Metairie, Louisiana-based McDonnel Group LLC, which served as general contractor for New Orleans-based Jung Hotel and Residences’ renovation project, purchased insurance from AIG unit Lexington Insurance Co. and Starr unit Starr Surplus Lines Insurance Co., according to the ruling by the 5th U.S. Circuit Court of Appeals in New Orleans in McDonnel Group, LLC, Jung LLC., v. Starr Surplus Lines Insurance Co.; Lexington Insurance Co.
During the spring and summer of 2017, the project suffered water intrusions, culminating in a heavy rain that caused $3.2 million in damage, the ruling said.

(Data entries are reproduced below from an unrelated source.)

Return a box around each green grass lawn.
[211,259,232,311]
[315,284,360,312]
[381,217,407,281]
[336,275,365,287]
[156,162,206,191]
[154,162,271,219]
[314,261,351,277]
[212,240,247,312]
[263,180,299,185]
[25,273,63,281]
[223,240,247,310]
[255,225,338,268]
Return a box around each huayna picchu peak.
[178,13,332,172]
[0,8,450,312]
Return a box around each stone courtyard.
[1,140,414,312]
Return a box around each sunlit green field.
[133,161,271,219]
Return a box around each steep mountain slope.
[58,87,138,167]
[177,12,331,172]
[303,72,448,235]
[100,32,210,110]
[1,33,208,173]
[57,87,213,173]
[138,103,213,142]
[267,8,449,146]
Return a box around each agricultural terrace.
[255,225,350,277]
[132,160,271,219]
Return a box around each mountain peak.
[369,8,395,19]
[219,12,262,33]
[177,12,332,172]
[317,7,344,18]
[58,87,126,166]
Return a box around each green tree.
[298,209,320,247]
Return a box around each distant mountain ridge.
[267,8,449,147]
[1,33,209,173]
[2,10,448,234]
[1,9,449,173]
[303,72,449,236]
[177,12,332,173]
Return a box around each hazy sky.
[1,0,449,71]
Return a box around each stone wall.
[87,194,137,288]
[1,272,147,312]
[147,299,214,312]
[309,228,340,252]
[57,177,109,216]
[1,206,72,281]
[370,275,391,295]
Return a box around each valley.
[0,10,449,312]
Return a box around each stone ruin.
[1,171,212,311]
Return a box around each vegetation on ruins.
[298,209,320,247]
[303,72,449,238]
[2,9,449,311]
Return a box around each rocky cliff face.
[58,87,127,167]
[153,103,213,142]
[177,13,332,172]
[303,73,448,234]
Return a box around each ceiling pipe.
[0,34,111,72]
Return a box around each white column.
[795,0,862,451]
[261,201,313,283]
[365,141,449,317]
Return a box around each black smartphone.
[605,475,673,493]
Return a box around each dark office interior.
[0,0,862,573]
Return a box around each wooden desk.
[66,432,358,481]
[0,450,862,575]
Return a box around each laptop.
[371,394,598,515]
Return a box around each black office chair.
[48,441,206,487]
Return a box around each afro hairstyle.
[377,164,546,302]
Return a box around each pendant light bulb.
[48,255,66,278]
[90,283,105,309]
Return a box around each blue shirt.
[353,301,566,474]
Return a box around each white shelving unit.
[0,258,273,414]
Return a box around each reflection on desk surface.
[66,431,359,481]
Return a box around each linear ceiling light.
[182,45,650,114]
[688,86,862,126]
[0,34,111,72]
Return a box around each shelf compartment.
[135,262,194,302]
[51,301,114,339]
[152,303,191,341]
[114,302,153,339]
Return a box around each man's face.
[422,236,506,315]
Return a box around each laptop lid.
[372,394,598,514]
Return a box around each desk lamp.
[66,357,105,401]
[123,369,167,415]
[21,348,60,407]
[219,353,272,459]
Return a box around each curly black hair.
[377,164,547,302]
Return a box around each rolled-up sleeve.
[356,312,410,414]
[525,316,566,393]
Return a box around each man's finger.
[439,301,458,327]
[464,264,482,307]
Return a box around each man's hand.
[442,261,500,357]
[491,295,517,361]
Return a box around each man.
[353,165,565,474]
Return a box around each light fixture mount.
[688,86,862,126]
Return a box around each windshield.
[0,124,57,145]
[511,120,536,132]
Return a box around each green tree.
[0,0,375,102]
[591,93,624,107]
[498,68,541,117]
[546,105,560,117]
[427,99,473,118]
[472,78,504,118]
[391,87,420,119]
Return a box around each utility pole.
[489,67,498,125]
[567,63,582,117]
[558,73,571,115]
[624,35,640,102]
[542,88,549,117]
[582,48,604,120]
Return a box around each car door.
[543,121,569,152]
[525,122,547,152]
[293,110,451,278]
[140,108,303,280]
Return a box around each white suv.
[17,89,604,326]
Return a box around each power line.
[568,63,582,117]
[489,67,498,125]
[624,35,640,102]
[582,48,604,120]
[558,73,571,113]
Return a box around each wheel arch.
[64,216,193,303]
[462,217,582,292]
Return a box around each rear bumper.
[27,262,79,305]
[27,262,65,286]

A dispute ensued between McDonnel and Jung and the insurers as to the applicable deductible. McDonnel filed suit in U.S. District Court in New Orleans, which granted the insurers partial summary judgment, holding the policy was unambiguous.
The ruling was overturned by a unanimous three-judge appeals court panel. “The difference in interpretation reduces, in large part, to the interpretation of a key sentence of the flood deductible,” the ruling said.
Essentially, the ruling said, plaintiffs said the 5% deductible applies to the $10 million flood sublimit and is $500,000. They said they were therefore entitled to payment of $2.7 million, which was the flood damages, less $500,000.
The insurers said the deductible applied to the “total insured values at risk,” which is $68.9 million, making the deductible $3.4 million. The $3.2 million claim, in that case, fell below the deductible.
“Both parties’ interpretations are reasonable, so the policy is ambiguous, “ the court said in reversing the lower court and remanding the case for further proceedings.
On remand, it said, the district should determine “whether the presumption in favor of coverage in the case of an ambiguity applies here.” It should also consider extrinsic evidence in interpreting the policy, it said.
Jung attorney James M. Garner, co-managing member of Sher Garner Cahill Richter Klein & Hilbert LLC in New Orleans, said in a statement he was pleased with the ruling and the finding that the policy language was ambiguous. “We look forward to returning to the trial court to try this matter,” he said.
Insurer attorneys did not respond to a request for comment.